聖徳太子

  • 蘇我馬子が物部守屋と戦った際、馬子側にいた厩戸皇子が戦況の危機に際し、霊木である白膠木(ぬりで)を切り取って四天王像をつくり、頭上におき「今もし勝たせていただけるなら、必ず護世四王のために寺塔を建立しよう」と誓ったという。
 大阪にある四天王寺はこの乱の後、造建されたという。

  • 灌仏会(かんぶつえ、釈尊の降誕祭)を営み、また606年7月15日には盂蘭盆会を行っている。これは日本で最初の先祖供養の仏事と考えられる。

  • 仏教は高麗の僧慧慈に習い、儒教の経典は覚哿という者に習ったという。

  • 『三経義疏』(法華経義疏、勝鬘経義疏、維摩経義疏)の撰者と目されている。

  • 日本書紀』推古天皇二十一年(613年)の条に、聖徳太子が片岡山で道端に倒れている飢えた人に食べ物を与え衣服をかけた記事が載る。

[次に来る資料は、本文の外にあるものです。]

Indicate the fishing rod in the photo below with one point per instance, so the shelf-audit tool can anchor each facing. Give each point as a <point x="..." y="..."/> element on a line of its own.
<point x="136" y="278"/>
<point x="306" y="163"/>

後日、太子の使者がこの者が死んでいるのを見つけ埋葬するが、数日して中を覗くと、墓に変化がないまま中の屍骨はすっかりなくなっていたという。
 この話を聞いた太子は「真人(ひじり)であろう」と答えており、道教の屍解仙の概念との関係が察せられる。

  • 中国の天台系僧である慧思禅師の後進(生まれ変わり)説話が後代の太子伝などに載る。
 この慧思が、龍樹、慧文、慧思、智顗、智威と続く天台系譜に連なることから、
 日本天台宗の開祖である最澄の聖徳太子信仰へとつながって行く。
 またそのつながりから、大阪の四天王寺と天台宗の結びつきが生まれてゆく。



  • 伝聖徳太子著とされる書物に『未来記』がある。
   太子が未来を予見して書いた、一種の預言書とされるが、現在その信憑性は極めて低いものとされている。
   『古事談』巻五によれば、この書物は1054年(天喜二年)に太子の御廟近辺で掘り出されたという。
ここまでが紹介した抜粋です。